Senator Joel Villanueva on Friday cautioned the Duterte administration’s economic managers against tying the hands of legislators, so to speak, with proposed budget parameters leveraged on the proposed tax reform package.
This developed during the legislative hearing Wednesday conducted with the Development Budget Coordinating Committee (DBCC).
Based on projections presented by the economic managers, the government expects to collect around PhP413 billion additional revenue for 2018, which also corresponds to the estimated increase in tax collection for the same year.
“This suggests that 99.9% of the projected increase in our revenues for next year will be sourced from the additional taxes that we expect to collect,” Villanueva observed.
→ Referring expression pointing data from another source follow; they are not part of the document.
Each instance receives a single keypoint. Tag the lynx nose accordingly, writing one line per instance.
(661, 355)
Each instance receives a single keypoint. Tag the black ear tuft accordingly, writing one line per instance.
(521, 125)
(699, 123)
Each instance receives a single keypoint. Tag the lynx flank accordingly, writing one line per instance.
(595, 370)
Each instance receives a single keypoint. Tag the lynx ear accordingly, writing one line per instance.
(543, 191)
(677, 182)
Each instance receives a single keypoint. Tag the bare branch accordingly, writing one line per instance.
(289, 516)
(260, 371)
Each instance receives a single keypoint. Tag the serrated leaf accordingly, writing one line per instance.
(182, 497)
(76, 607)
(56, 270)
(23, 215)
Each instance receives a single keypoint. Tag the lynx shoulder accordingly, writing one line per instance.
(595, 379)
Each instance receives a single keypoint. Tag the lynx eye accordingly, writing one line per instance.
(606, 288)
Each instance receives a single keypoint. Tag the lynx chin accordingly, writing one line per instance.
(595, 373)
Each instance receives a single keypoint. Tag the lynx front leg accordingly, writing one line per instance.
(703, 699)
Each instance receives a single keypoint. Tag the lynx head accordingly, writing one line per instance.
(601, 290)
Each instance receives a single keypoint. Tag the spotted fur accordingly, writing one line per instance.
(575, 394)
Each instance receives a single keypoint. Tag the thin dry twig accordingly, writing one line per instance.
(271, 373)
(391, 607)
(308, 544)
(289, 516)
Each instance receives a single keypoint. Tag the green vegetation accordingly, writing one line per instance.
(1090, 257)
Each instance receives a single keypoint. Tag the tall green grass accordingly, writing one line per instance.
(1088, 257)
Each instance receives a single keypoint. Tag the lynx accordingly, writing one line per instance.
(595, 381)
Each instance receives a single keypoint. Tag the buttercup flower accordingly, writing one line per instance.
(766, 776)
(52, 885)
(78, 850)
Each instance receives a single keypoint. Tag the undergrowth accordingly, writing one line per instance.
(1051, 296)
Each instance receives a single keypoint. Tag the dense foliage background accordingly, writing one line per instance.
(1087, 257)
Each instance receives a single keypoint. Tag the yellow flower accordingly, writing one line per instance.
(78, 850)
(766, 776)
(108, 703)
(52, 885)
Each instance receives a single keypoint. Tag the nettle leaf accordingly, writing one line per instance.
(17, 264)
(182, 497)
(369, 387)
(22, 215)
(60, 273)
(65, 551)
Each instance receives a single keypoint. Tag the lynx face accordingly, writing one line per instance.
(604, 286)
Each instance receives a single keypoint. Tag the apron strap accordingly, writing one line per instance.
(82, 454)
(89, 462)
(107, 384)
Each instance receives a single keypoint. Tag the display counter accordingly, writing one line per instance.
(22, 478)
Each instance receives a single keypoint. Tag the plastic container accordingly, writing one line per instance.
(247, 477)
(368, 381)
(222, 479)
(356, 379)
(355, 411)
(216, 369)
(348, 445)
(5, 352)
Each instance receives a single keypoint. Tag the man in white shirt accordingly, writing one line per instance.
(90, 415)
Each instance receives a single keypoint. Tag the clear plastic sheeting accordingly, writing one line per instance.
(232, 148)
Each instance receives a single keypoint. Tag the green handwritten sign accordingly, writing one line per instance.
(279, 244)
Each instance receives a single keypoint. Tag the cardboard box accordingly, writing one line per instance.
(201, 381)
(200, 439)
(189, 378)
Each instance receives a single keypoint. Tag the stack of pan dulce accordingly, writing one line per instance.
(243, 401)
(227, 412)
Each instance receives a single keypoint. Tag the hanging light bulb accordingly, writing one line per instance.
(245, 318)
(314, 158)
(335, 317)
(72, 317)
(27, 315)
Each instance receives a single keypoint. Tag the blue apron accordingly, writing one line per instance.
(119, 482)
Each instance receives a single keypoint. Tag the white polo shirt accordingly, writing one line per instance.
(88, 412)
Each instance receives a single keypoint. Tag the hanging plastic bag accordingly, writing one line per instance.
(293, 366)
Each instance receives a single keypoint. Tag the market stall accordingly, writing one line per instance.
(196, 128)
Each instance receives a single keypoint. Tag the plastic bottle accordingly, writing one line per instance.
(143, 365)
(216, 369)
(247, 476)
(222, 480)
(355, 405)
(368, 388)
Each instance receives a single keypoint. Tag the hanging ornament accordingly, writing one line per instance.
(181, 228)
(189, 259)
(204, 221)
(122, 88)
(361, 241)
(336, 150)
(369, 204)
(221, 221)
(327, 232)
The P413 billion increase for 2018 represents an 18.3% growth in taxes, marking a historical jump since 2006, when taxes rose by 20% following reform measures legislated in 2005.
“This represents the biggest nominal jump in tax collection in our country’s history,” the senator added.
Meanwhile, he elaborated, the 2018 projected disbursement, at P3.36 trillion, translates to a jump of P455 billion from this year’s programmed disbursement at P2.9 trillion.
“So, you have P413 billion increase in revenue sourced from additional taxes and P455 billion increase in spending for 2018. Does this mean that almost 90% of the additional funds we expect to spend next year will be funded from the additional taxes we expect to collect?” Villanueva asked.
In response, Budget Secretary Benjamin Diokno said that the “balance will be collected from tax administration reforms and the buoyancy effect from higher GDP growth, assuming GDP grows by the anticipated 7 percent.
The senator said he wanted to make sure the Executive department “is not trying to get ahead of Congress” in a way that, in effect, puts pressure on Congress to pass the proposed TRAIN (Tax Reform for Acceleration and Inclusion Act) in toto since it appears the national budget depends on it.